Numerical Computing with Python

Numerical Computing with Python
Title Numerical Computing with Python PDF eBook
Author Pratap Dangeti
Publisher Packt Publishing Ltd
Pages 676
Release 2018-12-21
Genre Computers
ISBN 1789957222

Download Numerical Computing with Python Book in PDF, Epub and Kindle

Understand, explore, and effectively present data using the powerful data visualization techniques of Python Key FeaturesUse the power of Pandas and Matplotlib to easily solve data mining issuesUnderstand the basics of statistics to build powerful predictive data modelsGrasp data mining concepts with helpful use-cases and examplesBook Description Data mining, or parsing the data to extract useful insights, is a niche skill that can transform your career as a data scientist Python is a flexible programming language that is equipped with a strong suite of libraries and toolkits, and gives you the perfect platform to sift through your data and mine the insights you seek. This Learning Path is designed to familiarize you with the Python libraries and the underlying statistics that you need to get comfortable with data mining. You will learn how to use Pandas, Python's popular library to analyze different kinds of data, and leverage the power of Matplotlib to generate appealing and impressive visualizations for the insights you have derived. You will also explore different machine learning techniques and statistics that enable you to build powerful predictive models. By the end of this Learning Path, you will have the perfect foundation to take your data mining skills to the next level and set yourself on the path to become a sought-after data science professional.

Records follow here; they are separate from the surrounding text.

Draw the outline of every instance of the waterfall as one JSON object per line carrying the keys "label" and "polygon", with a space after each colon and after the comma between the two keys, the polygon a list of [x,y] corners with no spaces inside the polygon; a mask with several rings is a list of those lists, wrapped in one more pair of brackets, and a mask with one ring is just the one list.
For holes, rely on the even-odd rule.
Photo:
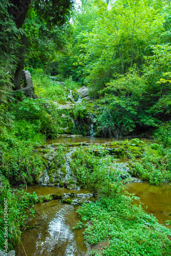
{"label": "waterfall", "polygon": [[71,121],[72,121],[72,123],[73,123],[72,134],[74,134],[74,130],[75,130],[75,126],[76,126],[75,122],[74,120],[73,119],[73,118],[71,118]]}

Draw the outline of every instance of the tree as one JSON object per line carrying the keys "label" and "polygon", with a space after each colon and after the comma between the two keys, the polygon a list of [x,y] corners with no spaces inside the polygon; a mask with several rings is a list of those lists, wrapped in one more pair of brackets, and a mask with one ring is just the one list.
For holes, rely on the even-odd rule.
{"label": "tree", "polygon": [[[10,53],[9,50],[13,52],[13,48],[15,48],[15,54],[14,59],[12,59],[11,65],[13,66],[14,73],[14,83],[15,90],[20,88],[20,80],[21,71],[23,68],[25,54],[26,52],[28,45],[27,31],[21,29],[25,22],[26,17],[29,8],[31,6],[31,0],[8,0],[1,3],[1,23],[3,22],[6,26],[12,26],[14,33],[12,38],[6,33],[7,37],[4,35],[3,39],[6,43],[10,41],[11,47],[7,49],[3,46],[4,41],[2,41],[1,50],[5,55]],[[62,25],[69,18],[69,10],[72,6],[73,0],[35,0],[32,4],[32,6],[36,10],[40,18],[43,18],[45,21],[48,30],[52,29],[53,26]],[[48,15],[47,14],[48,13]],[[14,26],[14,23],[15,26]],[[1,27],[1,34],[5,31],[10,31],[10,29],[7,29],[5,31],[4,27]],[[15,45],[17,47],[15,47]],[[14,53],[13,52],[13,54]],[[9,71],[6,70],[6,72]],[[12,76],[11,69],[10,71],[11,77]]]}

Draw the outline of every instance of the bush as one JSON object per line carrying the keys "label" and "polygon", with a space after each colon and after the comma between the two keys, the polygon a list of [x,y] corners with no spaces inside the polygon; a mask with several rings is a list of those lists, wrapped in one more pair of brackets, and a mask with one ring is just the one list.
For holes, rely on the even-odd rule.
{"label": "bush", "polygon": [[[35,193],[33,195],[25,192],[23,189],[12,190],[9,181],[1,175],[3,184],[3,190],[0,190],[0,248],[4,250],[5,242],[5,224],[8,224],[8,250],[16,247],[21,234],[20,227],[25,227],[25,222],[31,216],[33,217],[34,202],[38,197]],[[7,200],[6,200],[6,199]],[[7,223],[4,219],[4,203],[8,203]]]}
{"label": "bush", "polygon": [[171,146],[171,122],[162,124],[154,134],[154,137],[165,147]]}
{"label": "bush", "polygon": [[0,172],[11,184],[32,184],[44,170],[41,157],[34,153],[33,148],[22,141],[3,151]]}
{"label": "bush", "polygon": [[11,112],[17,121],[24,119],[29,121],[35,125],[38,132],[45,135],[47,138],[54,138],[58,133],[60,110],[51,101],[25,98],[22,101],[13,104]]}
{"label": "bush", "polygon": [[93,256],[168,255],[171,235],[169,229],[158,224],[141,205],[132,205],[130,196],[103,197],[94,203],[85,204],[78,211],[83,221],[91,225],[84,232],[87,245],[105,241]]}
{"label": "bush", "polygon": [[141,162],[136,163],[134,175],[150,184],[162,184],[171,181],[170,157],[164,158],[154,155],[146,155]]}

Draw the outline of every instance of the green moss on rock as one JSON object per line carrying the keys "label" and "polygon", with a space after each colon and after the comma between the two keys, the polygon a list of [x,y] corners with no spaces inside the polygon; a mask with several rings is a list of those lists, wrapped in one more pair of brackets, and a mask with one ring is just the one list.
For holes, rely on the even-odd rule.
{"label": "green moss on rock", "polygon": [[59,182],[59,186],[61,187],[63,187],[63,182],[62,181]]}

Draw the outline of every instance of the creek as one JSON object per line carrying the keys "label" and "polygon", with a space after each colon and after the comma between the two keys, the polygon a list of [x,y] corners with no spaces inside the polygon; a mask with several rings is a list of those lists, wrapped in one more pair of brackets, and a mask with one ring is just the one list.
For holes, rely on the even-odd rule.
{"label": "creek", "polygon": [[[52,140],[49,140],[48,143],[68,143],[87,141],[88,143],[95,144],[112,140],[111,138],[63,136],[53,140],[53,142]],[[55,152],[55,147],[53,147]],[[74,147],[69,150],[73,151],[73,149]],[[70,152],[68,151],[66,154],[69,155],[69,158]],[[66,162],[64,164],[66,166],[67,174],[69,174],[70,171],[69,161],[69,159],[66,159]],[[125,159],[119,160],[119,163],[123,163],[123,164],[126,162]],[[48,169],[48,164],[46,168]],[[61,173],[61,170],[59,170],[59,174]],[[47,174],[47,172],[46,175]],[[67,174],[63,178],[63,181],[66,180],[67,177]],[[68,177],[69,178],[69,177]],[[54,179],[55,180],[55,178]],[[44,179],[43,180],[45,180]],[[41,177],[40,180],[41,180]],[[69,204],[63,203],[60,199],[54,199],[40,204],[36,204],[34,206],[35,217],[30,219],[26,224],[26,227],[21,234],[22,244],[20,243],[18,248],[17,255],[26,255],[23,247],[27,256],[88,255],[88,248],[84,243],[83,235],[84,229],[73,229],[72,227],[81,221],[77,213],[79,205],[83,201],[90,202],[92,197],[91,192],[80,188],[77,185],[72,189],[68,189],[64,187],[59,187],[59,185],[53,186],[51,186],[50,184],[48,184],[48,186],[46,185],[47,184],[43,182],[41,185],[30,186],[28,187],[27,192],[32,194],[35,191],[38,196],[52,193],[66,195],[68,193],[74,193],[75,201],[73,200],[73,204]],[[127,187],[130,193],[134,193],[140,198],[144,210],[150,214],[153,214],[160,223],[165,225],[165,221],[170,219],[168,215],[171,208],[171,186],[167,184],[156,186],[150,185],[147,182],[134,182],[128,184]],[[138,202],[135,200],[135,203],[138,203]],[[148,207],[146,208],[147,206]]]}

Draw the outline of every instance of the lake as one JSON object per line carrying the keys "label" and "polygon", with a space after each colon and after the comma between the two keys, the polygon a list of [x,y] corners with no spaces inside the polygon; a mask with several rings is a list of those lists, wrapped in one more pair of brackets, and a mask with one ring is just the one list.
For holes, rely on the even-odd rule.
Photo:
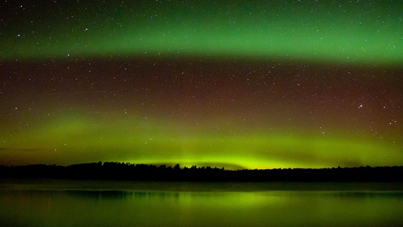
{"label": "lake", "polygon": [[401,183],[0,179],[2,226],[397,226]]}

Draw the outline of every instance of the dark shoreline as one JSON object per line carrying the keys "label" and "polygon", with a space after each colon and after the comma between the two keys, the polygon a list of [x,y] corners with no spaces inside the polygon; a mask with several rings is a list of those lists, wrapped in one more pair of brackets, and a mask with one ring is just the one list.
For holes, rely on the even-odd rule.
{"label": "dark shoreline", "polygon": [[130,180],[145,181],[403,182],[403,166],[230,170],[224,168],[173,168],[162,165],[94,162],[66,166],[0,166],[0,178]]}

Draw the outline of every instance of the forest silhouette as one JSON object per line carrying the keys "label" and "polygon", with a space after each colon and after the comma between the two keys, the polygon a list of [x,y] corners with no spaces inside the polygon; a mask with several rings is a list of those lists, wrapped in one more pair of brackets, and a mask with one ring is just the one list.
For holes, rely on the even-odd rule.
{"label": "forest silhouette", "polygon": [[68,166],[0,166],[0,178],[165,181],[403,182],[403,166],[225,170],[101,162]]}

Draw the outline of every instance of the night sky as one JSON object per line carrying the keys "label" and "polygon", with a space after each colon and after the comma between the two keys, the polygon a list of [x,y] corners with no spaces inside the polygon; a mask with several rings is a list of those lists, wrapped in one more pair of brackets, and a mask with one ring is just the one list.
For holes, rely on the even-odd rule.
{"label": "night sky", "polygon": [[0,164],[403,165],[400,1],[7,1]]}

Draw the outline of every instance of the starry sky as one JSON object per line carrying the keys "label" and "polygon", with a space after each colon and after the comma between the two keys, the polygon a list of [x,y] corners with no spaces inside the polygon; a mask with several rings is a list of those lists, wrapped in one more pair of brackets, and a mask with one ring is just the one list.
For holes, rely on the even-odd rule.
{"label": "starry sky", "polygon": [[0,164],[403,165],[399,1],[0,5]]}

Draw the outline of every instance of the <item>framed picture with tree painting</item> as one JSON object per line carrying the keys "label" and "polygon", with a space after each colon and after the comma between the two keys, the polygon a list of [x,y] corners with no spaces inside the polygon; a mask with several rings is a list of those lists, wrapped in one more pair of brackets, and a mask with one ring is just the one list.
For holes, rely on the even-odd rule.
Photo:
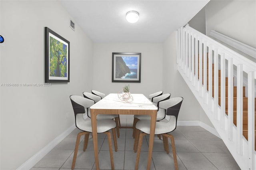
{"label": "framed picture with tree painting", "polygon": [[140,83],[140,53],[112,53],[112,82]]}
{"label": "framed picture with tree painting", "polygon": [[45,27],[45,82],[69,82],[69,42]]}

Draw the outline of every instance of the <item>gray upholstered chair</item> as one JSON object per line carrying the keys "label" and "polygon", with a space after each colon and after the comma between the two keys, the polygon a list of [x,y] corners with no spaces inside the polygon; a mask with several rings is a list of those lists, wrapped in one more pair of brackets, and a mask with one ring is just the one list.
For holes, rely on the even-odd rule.
{"label": "gray upholstered chair", "polygon": [[[164,109],[159,108],[158,105],[159,102],[161,101],[164,101],[170,99],[171,96],[170,93],[166,93],[158,96],[153,97],[152,98],[152,102],[154,103],[158,107],[157,115],[156,115],[156,121],[160,121],[163,120],[165,118],[165,113]],[[132,127],[133,128],[133,132],[132,133],[132,136],[134,138],[135,134],[135,125],[137,122],[140,120],[146,120],[148,121],[150,120],[150,117],[148,115],[134,115],[134,119],[133,119],[133,125]],[[160,136],[159,136],[160,138]]]}
{"label": "gray upholstered chair", "polygon": [[[170,138],[174,162],[174,167],[176,170],[178,169],[178,166],[174,139],[172,134],[168,133],[172,132],[176,129],[178,116],[183,100],[183,98],[182,97],[178,97],[159,102],[158,103],[159,108],[164,109],[166,115],[170,116],[170,119],[167,122],[156,122],[155,130],[155,134],[161,134],[162,135],[164,148],[164,150],[166,151],[167,154],[169,153],[168,138]],[[136,159],[135,165],[136,169],[138,169],[139,164],[142,138],[143,136],[146,134],[149,134],[150,128],[150,121],[146,120],[140,120],[136,124],[136,132],[134,147],[135,148],[134,152],[137,151],[138,147],[138,153],[137,153],[137,158]],[[142,131],[142,132],[140,134],[141,131]],[[137,167],[137,169],[136,169],[136,167]]]}
{"label": "gray upholstered chair", "polygon": [[163,91],[159,91],[157,92],[154,93],[153,94],[150,94],[148,95],[148,99],[150,99],[152,102],[153,102],[153,99],[158,96],[159,96],[163,94]]}
{"label": "gray upholstered chair", "polygon": [[[88,99],[94,101],[94,103],[96,103],[101,100],[101,98],[100,96],[94,95],[93,94],[90,93],[84,92],[83,93],[83,95],[84,95],[84,97]],[[91,114],[90,109],[88,109],[87,112],[87,116],[90,118],[91,118]],[[114,119],[116,123],[116,133],[117,133],[117,137],[119,138],[120,136],[119,132],[119,125],[118,120],[119,116],[119,115],[97,115],[96,119],[97,120]]]}
{"label": "gray upholstered chair", "polygon": [[[72,95],[70,96],[70,98],[75,114],[76,126],[77,128],[83,131],[77,134],[74,157],[73,158],[73,162],[71,167],[71,169],[73,170],[75,168],[81,136],[83,135],[84,135],[85,136],[83,149],[84,151],[85,151],[87,147],[90,133],[92,132],[92,124],[90,119],[88,117],[85,119],[84,118],[83,115],[87,114],[88,109],[94,104],[94,102],[92,100],[86,99],[80,96]],[[108,136],[110,163],[112,169],[114,169],[114,158],[113,152],[112,151],[112,142],[111,140],[111,133],[108,130],[110,129],[112,130],[115,150],[116,152],[117,152],[117,143],[116,142],[116,130],[115,130],[115,128],[116,126],[116,122],[113,120],[103,119],[97,121],[97,132],[104,133]]]}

This Learning Path includes content from the following Packt products: Statistics for Machine Learning by Pratap DangetiMatplotlib 2.x By Example by Allen Yu, Claire Chung, Aldrin YimPandas Cookbook by Theodore PetrouWhat you will learnUnderstand the statistical fundamentals to build data modelsSplit data into independent groups Apply aggregations and transformations to each groupCreate impressive data visualizationsPrepare your data and design models Clean up data to ease data analysis and visualizationCreate insightful visualizations with Matplotlib and SeabornCustomize the model to suit your own predictive goalsWho this book is for If you want to learn how to use the many libraries of Python to extract impactful information from your data and present it as engaging visuals, then this is the ideal Learning Path for you. Some basic knowledge of Python is enough to get started with this Learning Path.